California's farming industry is girding for another potential black eye after a second outbreak this year of a potentially deadly E. coli strain linked to its crops.
Green onions served in Taco Bell restaurants are suspected as the source of dozens of illnesses in the Eastern U.S. and the fast-food chain has called for an industry review of the produce supply chain stretching to California.
The onions came from the seaside region around Oxnard in Southern California. The small city on the edge of the greater Los Angeles area is surrounded by acres and acres of strawberry
farms and fields growing onions, lettuce and other crops.

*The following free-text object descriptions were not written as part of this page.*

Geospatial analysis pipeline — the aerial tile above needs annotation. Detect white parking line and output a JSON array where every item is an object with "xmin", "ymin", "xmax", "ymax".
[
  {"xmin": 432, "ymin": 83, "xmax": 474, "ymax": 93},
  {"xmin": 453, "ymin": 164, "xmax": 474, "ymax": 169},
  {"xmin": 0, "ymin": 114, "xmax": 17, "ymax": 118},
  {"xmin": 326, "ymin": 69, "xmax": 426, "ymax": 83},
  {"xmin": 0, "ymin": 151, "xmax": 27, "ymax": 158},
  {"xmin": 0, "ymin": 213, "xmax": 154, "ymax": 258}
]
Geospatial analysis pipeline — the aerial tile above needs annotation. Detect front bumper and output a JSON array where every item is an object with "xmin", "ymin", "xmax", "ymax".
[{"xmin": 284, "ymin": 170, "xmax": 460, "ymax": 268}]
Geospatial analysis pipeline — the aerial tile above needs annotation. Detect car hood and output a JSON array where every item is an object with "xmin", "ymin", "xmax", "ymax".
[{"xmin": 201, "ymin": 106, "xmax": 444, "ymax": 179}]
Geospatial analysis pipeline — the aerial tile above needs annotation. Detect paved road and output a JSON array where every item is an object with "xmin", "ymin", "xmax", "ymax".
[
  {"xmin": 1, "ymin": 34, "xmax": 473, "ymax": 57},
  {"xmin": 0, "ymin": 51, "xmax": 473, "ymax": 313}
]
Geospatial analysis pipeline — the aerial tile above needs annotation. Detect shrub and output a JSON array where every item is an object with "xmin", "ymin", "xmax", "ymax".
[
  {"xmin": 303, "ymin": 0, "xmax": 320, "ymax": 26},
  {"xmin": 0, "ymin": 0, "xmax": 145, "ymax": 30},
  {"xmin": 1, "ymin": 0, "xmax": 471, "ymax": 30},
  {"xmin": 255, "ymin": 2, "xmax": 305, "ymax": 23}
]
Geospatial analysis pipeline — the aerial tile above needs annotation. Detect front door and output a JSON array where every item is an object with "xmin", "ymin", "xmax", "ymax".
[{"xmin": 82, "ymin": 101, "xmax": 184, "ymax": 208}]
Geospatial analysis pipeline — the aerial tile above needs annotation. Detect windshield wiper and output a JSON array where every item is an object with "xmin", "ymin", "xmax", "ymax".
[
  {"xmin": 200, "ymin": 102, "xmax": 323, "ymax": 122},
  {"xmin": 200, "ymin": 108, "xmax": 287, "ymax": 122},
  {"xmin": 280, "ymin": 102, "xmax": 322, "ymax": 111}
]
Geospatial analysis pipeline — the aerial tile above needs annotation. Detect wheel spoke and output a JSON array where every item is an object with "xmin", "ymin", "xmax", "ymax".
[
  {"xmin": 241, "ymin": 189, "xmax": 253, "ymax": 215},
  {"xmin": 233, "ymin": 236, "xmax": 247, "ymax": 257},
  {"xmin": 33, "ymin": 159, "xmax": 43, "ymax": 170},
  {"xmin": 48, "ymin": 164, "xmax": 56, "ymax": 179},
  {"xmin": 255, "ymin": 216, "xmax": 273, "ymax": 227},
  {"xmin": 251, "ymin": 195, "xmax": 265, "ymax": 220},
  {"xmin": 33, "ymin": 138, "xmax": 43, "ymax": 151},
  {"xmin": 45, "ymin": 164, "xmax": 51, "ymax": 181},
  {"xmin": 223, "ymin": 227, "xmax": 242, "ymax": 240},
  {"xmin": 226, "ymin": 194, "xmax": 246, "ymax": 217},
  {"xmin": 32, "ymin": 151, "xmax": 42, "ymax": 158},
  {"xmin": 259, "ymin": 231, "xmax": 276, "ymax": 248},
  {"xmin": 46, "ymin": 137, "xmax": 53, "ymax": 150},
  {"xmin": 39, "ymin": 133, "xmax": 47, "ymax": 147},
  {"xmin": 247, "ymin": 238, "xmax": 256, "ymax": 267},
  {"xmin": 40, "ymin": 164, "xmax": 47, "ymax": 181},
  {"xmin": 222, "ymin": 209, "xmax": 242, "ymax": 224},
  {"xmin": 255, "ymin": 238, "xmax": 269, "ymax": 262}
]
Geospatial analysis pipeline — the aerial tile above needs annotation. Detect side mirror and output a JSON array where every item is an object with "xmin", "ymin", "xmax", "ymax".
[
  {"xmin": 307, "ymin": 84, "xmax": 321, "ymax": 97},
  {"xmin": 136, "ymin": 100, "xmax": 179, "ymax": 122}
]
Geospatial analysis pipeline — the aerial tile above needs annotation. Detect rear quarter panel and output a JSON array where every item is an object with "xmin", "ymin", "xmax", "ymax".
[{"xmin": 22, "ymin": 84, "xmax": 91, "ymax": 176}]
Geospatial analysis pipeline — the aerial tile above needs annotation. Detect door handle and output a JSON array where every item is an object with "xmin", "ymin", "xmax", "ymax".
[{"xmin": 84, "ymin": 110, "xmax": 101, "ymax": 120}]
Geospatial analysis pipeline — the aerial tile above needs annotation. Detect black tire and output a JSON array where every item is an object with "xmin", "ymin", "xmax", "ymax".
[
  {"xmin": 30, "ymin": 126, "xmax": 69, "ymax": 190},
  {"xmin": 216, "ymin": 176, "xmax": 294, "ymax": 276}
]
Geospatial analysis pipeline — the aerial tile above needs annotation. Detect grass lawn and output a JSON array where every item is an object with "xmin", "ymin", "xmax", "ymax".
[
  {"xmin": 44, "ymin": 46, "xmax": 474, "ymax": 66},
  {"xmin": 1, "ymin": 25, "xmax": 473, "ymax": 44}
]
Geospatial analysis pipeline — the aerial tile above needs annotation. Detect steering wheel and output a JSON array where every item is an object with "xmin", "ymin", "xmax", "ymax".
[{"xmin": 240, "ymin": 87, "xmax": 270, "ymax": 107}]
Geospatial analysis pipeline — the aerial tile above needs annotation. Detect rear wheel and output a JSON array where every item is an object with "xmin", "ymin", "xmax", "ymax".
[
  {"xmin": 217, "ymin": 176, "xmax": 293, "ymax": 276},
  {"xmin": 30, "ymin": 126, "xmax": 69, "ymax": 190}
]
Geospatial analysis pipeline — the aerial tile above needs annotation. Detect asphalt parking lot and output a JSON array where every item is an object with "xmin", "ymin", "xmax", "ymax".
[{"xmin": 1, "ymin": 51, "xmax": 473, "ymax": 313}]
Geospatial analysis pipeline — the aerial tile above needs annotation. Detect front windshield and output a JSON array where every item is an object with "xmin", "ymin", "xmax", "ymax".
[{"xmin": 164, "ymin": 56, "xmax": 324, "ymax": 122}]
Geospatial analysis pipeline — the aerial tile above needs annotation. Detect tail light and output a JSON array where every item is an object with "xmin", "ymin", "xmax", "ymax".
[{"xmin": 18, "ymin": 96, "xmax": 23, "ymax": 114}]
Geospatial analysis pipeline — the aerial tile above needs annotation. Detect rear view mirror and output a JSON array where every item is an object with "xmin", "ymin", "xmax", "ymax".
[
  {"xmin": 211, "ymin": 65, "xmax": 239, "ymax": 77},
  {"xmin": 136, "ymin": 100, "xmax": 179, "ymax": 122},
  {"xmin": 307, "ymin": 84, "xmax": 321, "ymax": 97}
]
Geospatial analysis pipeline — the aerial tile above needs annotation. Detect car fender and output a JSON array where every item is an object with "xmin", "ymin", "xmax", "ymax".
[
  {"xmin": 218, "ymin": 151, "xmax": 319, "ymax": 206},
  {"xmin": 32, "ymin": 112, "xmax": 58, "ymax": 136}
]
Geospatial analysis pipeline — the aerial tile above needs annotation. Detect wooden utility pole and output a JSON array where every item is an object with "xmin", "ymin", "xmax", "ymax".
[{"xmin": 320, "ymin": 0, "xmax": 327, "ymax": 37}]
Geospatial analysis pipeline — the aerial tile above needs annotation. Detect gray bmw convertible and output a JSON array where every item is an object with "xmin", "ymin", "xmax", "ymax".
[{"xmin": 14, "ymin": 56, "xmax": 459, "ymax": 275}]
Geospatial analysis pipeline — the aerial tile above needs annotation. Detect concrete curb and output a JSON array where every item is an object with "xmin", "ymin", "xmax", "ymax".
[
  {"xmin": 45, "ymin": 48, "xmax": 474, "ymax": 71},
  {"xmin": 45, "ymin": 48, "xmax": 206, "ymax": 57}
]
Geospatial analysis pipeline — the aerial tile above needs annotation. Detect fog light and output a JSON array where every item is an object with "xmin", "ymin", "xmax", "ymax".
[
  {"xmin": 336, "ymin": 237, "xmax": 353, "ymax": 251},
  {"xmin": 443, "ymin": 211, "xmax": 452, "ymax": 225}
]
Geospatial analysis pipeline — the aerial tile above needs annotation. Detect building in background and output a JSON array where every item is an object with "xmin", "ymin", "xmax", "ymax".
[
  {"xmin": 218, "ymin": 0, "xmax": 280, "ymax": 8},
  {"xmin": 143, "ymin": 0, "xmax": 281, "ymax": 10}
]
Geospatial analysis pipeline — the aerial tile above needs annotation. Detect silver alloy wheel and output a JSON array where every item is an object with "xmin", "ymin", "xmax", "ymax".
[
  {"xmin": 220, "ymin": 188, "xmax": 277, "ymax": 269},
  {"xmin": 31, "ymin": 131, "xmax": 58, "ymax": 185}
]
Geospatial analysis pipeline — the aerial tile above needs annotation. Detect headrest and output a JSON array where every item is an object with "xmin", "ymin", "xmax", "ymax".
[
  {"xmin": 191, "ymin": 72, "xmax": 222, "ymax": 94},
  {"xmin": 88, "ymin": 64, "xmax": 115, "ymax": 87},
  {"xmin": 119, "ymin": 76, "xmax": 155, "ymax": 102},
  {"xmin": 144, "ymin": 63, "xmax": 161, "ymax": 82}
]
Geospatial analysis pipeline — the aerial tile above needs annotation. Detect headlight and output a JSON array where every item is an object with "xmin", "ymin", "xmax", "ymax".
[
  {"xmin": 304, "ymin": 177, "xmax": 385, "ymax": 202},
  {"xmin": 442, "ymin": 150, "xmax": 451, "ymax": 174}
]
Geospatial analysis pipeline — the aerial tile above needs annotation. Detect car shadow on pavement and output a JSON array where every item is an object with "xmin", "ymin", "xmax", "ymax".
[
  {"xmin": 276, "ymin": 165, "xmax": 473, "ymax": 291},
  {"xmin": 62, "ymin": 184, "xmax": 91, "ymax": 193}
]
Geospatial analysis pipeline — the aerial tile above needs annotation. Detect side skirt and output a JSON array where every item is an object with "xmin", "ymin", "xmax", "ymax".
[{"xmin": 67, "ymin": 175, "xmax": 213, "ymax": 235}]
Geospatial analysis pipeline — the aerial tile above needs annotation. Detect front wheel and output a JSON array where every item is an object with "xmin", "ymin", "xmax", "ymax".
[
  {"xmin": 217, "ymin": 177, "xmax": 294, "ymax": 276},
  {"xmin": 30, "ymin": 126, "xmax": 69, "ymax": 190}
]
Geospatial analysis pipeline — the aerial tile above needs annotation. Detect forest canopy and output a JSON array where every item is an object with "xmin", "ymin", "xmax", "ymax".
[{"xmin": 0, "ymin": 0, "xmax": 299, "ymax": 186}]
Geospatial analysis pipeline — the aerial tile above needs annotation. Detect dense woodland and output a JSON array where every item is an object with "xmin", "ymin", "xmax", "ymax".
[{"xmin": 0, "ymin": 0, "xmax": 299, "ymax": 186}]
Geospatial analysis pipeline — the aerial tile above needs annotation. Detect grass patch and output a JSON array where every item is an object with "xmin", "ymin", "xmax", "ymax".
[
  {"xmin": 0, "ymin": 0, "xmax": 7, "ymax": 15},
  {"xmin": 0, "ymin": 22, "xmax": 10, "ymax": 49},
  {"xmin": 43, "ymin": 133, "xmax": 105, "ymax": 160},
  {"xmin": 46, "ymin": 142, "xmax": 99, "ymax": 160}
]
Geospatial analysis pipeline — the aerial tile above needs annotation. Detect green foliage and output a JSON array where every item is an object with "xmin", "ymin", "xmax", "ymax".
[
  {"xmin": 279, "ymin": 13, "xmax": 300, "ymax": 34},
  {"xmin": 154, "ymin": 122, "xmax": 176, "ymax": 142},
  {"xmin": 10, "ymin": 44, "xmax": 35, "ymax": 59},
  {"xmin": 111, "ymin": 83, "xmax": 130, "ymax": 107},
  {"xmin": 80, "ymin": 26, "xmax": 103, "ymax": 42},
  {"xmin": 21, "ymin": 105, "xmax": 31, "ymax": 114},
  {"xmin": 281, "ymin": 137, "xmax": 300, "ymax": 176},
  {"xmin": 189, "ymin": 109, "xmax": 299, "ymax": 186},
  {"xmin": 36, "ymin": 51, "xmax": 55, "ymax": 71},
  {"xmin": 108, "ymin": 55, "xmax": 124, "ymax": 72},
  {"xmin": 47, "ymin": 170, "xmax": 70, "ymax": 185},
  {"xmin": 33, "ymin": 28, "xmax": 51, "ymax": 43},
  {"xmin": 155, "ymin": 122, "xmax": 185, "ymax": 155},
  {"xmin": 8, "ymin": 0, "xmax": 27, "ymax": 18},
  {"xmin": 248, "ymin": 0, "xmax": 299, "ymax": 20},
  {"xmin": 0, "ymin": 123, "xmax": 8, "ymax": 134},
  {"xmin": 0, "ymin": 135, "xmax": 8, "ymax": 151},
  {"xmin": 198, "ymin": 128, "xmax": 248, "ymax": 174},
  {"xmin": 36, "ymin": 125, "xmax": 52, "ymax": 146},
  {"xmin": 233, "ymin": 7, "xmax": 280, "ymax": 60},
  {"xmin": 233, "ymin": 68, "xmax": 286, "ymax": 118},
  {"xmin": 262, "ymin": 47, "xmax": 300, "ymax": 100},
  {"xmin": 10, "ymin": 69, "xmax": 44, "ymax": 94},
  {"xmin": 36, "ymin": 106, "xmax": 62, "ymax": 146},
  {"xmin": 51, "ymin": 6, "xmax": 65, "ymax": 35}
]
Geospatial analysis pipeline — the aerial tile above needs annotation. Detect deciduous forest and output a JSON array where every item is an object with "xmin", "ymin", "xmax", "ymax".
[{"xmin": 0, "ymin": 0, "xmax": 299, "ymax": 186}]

Farming is a major business in the area, as it is in much of California, the No. 1 U.S. agricultural producing and exporting state, where vegetables make up nearly a quarter of the $31.8 billion in 2005 farm revenue generated by the state.
"Everyone Is Concerned"
"Everyone is real concerned about this," said Dave Kranz, a spokesman for the California Farm Bureau, the state's largest agricultural trade group.
The latest E. coli outbreak followed a similar scare in supermarkets in September that was eventually tied to spinach grown in California's Salinas Valley.
The spinach scare a few months ago had sent growers scrambling to do better. They were already developing food safety guidelines when the latest illnesses hit the headlines last week.
Oxnard's Boskovich Farms supplied the onions to Ready Pac Foods, a food processor for Yum Brands unit Taco Bell. Responding to food poisoning cases in recent weeks traced to its restaurants, Taco Bell tested the onions, found three samples were "presumptive positive" for E. coli and is no longer serving green onions at its 5,800 U.S. restaurants.
A Boskovich spokeswoman confirmed the onions were grown in in the vicinity of Ventura County's largest city. "That is correct -- grown in Oxnard," Lindsay Martinez told Reuters.
While the findings are not conclusive -- Taco Bell is conducting more tests -- and Ready Pac's daily safety tests of produce it handles for Taco Bell did not show contamination, California farmers are concerned.
"If they had three positive samples, chances are it's the real thing," said Dean Cliver, a food safety expert at the University of California, Davis.
"I find that very persuasive," Cliver said, noting the E. coli strain is found only in "exceptional circumstances."
Farms Are Inspected
The possibility that California produce may be the source of a second E. coli outbreak in four months has triggered a fresh round of inspections at farms, packaging plants and distribution centers in the state -- seeking to isolate how the strain may be entering the food supply-chain.
"Nobody is trying to duck and cover," said Tim Chelling, spokesman for the Western Growers Association.
E. coli is a pathogen present in livestock that has emerged as the leading cause of hemorrhagic colitis in humans. Its symptoms of bloody diarrhea and abdominal cramps may progress into hemolytic uremic syndrome, a form of kidney failure that can lead to serious kidney damage, or death.
The state's spinach growers have seen demand contract sharply since September after about 200 people became sick and three died after eating spinach tainted by the strain. Investigators believe wild pigs may have transmitted the strain from a cattle pasture to fields where the spinach was grown.
California health officials discount a connection between the two outbreaks and, citing the U.S. Food and Drug Administration, say it is too early to assign blame for the Taco Bell outbreak to green onions grown in their state.
"FDA is obtaining samples of all non-meat items served in the restaurants that could carry the pathogen," the agency said in a statement. Taco Bell's tests indicated the "possible
presence" of E. coli but are not conclusive, it added.